Analysis of loop cache cost (LCC) is supposed to return an ordered vector of loops that reflects their optimal order in the loopnest based on cache locality (think of loop interchange, for example). The 1st loop in the vector should be placed as the outermost loop and the last loop should be placed as the innermost loop.
Motivation of this patch:
According to what we discussed in the last loopOptWG meeting, I've been improving LCC in various aspects. Currently LCC only considers estimating the number of cache lines that each loop accesses, and sorts the loops based on those numbers. This could result in inaccuracy, for exampe:
void foo(long n, long m, long o, int A[n][m][o]) { for (long j = 0; j < m; j++) for (long i = 0; i < n; i++) for (long k = 0; k < o; k++) A[2*i+3][2*j-4][2*k+7] = 1; }
Consider cache locality, for this loopnest we would like to place the i-loop as the outermost loop, the j-loop as the middle loop, and the k-loop as the innermost loop. In other words, the final resulting vector should be [i-loop, j-loop, k-loop]. However, what the current LCC returns is [j-loop, i-loop, k-loop], which is incorrect if we used it as the cost model for loop interchange.

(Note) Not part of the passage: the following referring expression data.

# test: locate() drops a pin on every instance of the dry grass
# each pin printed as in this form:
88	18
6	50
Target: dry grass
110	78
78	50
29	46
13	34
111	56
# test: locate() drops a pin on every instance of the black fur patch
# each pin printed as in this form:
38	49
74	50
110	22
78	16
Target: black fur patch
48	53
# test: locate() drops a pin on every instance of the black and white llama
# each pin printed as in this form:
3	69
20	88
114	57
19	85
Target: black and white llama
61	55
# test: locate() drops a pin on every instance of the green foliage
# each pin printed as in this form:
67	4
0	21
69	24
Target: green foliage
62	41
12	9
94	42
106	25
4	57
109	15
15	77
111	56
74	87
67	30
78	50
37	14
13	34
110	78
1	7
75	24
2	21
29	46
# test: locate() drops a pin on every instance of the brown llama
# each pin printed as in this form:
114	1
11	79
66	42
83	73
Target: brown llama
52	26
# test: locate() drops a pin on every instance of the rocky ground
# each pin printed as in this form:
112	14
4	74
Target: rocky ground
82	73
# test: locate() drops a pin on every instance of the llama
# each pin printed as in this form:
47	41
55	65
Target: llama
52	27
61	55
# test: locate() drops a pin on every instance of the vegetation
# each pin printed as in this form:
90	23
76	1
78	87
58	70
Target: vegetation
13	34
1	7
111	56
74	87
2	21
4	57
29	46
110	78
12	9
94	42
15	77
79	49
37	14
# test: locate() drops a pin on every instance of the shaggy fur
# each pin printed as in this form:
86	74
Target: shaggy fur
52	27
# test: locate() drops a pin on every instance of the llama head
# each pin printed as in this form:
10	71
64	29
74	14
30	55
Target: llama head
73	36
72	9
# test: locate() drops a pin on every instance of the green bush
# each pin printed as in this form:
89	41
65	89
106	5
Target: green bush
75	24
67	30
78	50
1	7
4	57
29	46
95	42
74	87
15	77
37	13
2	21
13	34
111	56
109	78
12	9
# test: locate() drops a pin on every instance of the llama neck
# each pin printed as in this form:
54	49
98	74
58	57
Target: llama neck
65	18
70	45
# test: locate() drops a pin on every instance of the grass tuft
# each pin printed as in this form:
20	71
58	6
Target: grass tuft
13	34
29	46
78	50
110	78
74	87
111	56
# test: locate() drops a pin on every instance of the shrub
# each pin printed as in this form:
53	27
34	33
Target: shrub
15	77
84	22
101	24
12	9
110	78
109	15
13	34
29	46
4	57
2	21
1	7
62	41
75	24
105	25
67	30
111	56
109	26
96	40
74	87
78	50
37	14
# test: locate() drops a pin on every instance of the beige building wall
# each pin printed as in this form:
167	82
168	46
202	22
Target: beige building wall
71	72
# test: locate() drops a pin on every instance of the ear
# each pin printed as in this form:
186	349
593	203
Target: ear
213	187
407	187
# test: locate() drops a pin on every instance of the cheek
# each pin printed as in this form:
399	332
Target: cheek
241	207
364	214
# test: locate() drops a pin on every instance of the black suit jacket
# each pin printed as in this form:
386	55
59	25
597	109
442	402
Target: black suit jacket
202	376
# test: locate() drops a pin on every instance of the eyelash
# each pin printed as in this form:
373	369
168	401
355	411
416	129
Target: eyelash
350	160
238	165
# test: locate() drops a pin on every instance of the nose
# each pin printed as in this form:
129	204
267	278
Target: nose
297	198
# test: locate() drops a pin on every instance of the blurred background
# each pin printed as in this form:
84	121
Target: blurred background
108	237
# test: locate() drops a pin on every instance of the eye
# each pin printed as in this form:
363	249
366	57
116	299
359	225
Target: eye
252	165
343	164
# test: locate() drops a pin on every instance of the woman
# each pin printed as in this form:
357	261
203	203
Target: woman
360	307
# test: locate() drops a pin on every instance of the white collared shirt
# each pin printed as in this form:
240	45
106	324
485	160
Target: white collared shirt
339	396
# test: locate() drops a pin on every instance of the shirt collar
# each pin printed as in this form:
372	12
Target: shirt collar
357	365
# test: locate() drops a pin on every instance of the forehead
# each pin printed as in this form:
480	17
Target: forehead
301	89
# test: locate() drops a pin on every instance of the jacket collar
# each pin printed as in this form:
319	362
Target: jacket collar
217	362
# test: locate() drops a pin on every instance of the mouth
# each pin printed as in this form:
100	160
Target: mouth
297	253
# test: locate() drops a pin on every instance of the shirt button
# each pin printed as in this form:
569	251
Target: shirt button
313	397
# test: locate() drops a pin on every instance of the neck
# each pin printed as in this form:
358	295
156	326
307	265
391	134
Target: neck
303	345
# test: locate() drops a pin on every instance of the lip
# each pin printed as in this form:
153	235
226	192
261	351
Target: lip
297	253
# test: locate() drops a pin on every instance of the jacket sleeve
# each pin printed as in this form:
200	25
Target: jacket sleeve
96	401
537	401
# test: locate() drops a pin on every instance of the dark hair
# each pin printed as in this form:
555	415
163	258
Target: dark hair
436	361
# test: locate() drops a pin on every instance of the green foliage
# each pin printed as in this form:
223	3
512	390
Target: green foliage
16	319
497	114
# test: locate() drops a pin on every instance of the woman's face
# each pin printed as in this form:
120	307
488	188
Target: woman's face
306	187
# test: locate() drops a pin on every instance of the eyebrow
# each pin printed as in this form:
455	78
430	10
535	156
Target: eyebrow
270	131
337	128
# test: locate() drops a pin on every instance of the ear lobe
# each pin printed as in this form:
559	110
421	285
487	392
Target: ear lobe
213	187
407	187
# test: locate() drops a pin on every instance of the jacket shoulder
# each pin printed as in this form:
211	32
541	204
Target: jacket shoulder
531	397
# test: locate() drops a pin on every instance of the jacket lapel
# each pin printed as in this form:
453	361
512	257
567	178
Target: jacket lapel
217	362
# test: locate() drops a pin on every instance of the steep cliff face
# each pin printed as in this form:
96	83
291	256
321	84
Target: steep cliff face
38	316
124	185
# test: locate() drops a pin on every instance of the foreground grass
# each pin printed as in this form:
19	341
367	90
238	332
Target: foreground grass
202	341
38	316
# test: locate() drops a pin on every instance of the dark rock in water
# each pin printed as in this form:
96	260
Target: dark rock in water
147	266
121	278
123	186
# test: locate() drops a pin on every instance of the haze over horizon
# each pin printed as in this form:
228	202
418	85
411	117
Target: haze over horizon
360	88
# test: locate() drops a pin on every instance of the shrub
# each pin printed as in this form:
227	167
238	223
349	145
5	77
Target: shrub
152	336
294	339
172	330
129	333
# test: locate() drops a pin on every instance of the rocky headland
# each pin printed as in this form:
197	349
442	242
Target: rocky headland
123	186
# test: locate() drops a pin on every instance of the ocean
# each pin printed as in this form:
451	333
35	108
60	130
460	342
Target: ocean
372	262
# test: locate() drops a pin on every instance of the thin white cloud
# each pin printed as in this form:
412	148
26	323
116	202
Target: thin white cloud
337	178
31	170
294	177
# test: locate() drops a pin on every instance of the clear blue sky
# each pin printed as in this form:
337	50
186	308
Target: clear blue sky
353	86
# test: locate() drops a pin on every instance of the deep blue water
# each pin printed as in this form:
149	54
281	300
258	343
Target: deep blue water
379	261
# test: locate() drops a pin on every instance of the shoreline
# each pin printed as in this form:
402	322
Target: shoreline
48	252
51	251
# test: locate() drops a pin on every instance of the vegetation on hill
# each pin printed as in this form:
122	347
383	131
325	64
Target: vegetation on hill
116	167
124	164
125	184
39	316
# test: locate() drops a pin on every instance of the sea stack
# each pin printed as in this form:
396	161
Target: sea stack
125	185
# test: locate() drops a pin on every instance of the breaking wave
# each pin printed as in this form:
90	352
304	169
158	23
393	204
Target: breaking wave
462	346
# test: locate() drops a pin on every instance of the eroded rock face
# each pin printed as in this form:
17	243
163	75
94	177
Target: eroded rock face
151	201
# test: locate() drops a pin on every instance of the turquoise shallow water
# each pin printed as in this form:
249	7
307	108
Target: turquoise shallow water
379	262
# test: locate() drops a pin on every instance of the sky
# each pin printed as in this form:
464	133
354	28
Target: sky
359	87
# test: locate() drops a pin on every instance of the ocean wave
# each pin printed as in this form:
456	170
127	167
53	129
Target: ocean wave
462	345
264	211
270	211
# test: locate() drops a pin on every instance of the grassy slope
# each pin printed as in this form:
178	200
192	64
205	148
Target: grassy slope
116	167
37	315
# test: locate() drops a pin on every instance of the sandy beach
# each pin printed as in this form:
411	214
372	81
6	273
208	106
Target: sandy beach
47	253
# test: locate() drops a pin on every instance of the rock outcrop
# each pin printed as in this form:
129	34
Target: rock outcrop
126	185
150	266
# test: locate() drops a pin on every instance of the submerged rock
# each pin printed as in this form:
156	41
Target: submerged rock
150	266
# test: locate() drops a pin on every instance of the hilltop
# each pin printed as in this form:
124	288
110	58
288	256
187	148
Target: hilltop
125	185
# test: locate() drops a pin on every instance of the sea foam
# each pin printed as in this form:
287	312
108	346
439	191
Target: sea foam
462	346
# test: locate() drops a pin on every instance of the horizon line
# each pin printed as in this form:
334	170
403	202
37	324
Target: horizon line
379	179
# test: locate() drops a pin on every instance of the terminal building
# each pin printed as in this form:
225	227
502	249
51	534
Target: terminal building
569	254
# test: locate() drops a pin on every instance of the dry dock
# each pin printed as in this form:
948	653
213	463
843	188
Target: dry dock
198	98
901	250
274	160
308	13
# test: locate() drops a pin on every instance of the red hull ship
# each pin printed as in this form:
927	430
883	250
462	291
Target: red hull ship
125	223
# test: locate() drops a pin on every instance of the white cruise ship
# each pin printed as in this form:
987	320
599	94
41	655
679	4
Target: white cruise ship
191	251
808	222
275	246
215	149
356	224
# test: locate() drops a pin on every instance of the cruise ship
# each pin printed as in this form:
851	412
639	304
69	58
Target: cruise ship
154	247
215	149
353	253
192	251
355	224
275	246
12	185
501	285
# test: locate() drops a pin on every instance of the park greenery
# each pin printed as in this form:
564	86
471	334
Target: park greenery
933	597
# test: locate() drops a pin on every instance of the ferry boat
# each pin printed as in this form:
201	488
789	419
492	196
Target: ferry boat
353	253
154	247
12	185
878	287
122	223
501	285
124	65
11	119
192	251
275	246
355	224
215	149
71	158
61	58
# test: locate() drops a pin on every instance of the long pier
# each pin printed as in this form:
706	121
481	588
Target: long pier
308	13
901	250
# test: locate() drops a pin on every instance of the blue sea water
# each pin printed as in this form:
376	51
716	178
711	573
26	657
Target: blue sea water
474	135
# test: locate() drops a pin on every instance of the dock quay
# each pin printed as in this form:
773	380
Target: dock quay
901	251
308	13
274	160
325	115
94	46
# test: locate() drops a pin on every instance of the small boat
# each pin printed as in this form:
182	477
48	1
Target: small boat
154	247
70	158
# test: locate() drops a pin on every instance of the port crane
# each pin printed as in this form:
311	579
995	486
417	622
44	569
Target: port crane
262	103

The reason for the incorrect result is that LCC only considers the "cost" of each loop and would output the following (vector of sorted loops), and hence could not determine whether the i-loop and the j-loop should be placed as the outermost loop, since both have the same cost.
Loop 'for.j' has cost = 1000000 Loop 'for.i' has cost = 1000000 Loop 'for.k' has cost = 60000
Furthermore, consider the motivating test case in this patch https://reviews.llvm.org/D120386. I will soon post another LCC patch that enables delinearization for fixed-size arrays, by then LCC could estimate the cost for loops in that motivating case but would output an incorrect result, meaning LCC is unable to place each loop at an ideal position in the loopnest due to exactly the same reason I described.
What this patch proposes is an improvement for LCC: we not only consider the "cost" (estimated number of cache lines we access), but also consider the "stride" and sort the loops based on both "cost" and "stride". For the above loopnest, with this patch LCC would give the following result
Loop 'for.i' has cost = 1000000 and stride = 80000 Loop 'for.j' has cost = 1000000 and stride = 800 Loop 'for.k' has cost = 60000 and stride = 8,
and each loop is now placed in the ideal position.
Note that in this example since the array is a parametric-sized array, currently LCC uses DefaultTripCount as an estimate of trip counts which is the reason for those "cost" numbers. Therefore we did the same for estimating "stride" numbers in this patch -- the actual strides for loops i, j, k are 8*m*o, 8*o, 8, respectively, and their corresponding estimations are 80000, 800 and 8, according to DefaultTripCount.
Could you please make it more clear how this test is different from the one above (ie add a comment to say that this is testing to make sure the analysis prints the loops in the expected order despite the original loop nest being in suboptimal order)?